I am using OTP for managing a queue of events:
defmodule ParrotApi.MatchingSupervisor do
use Supervisor
## Callbacks
def start_link() do
Supervisor.start_link(__MODULE__, [])
end
def init(_) do
children = [
worker(ParrotApi.MatchingServer, []), # TODO: State is gone if this crashes
# Supervise connections
supervisor(Registry, [:unique, :connection_registry]),
supervisor(ParrotApi.ConnectionSupervisor, []),
]
supervise(children, strategy: :one_for_one)
end
end
My question is, if the server restarts, what happens to my queue? I need it to persist after restarting. To my knowledge it is stored in memory so it is wiped if the server restarts.
I create a separate Agent to track the state in the GenServer. The Agent is very simple, with an API to update the state, and fetch it upon request.
I create reply(state, result)
and noreply(state)
functions in the GenServer and call them at the end of the handle_call
, handle_cast
, and handle_info
functions.
The reply
and no_reply
functions put the state
in the Agent and then return the {:no_reply, state}
and {:reply, result, state}
tuples. I also update the agent on terminate.
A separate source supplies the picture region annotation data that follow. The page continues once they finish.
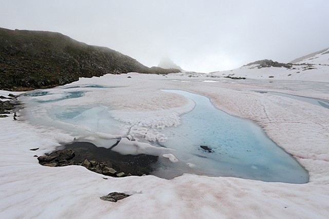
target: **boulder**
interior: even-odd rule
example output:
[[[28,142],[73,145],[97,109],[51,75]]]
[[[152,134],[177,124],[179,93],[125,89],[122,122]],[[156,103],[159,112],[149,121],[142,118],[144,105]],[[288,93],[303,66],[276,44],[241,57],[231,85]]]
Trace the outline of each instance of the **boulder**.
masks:
[[[103,201],[108,201],[109,202],[117,202],[119,200],[121,200],[127,197],[129,197],[130,195],[123,193],[122,192],[111,192],[107,195],[104,195],[100,197],[100,199]]]
[[[54,158],[57,158],[56,156],[48,156],[47,155],[44,155],[38,157],[38,160],[39,162],[50,162]]]
[[[120,172],[119,173],[117,173],[117,177],[123,177],[125,176],[125,173],[123,172]]]
[[[46,167],[57,167],[57,163],[55,162],[49,163],[44,164],[43,166],[45,166]]]
[[[212,153],[212,149],[208,146],[202,145],[200,147],[208,153]]]
[[[104,175],[109,176],[115,175],[117,171],[116,170],[108,167],[104,167],[104,169],[103,169],[103,171],[102,171],[102,173],[103,173]]]
[[[87,169],[89,169],[92,166],[92,164],[89,162],[87,159],[85,160],[83,163],[82,163],[82,166],[85,167]]]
When the server restarts, I check to see if its a restart and if so, pull the state from the agent in the genservers init
callback. I just check the agent. If it does not have data, I know is a the original startup.
The idea here is that the Agent is a very simple value store. Its very simple and unlikely to fail.
You should be careful with this approach though. The idea behind the restart strategy is that the GenServer is restarted with its initial state. If your GenServer restarted because of an issue with its state, it may get into a continuous restart state.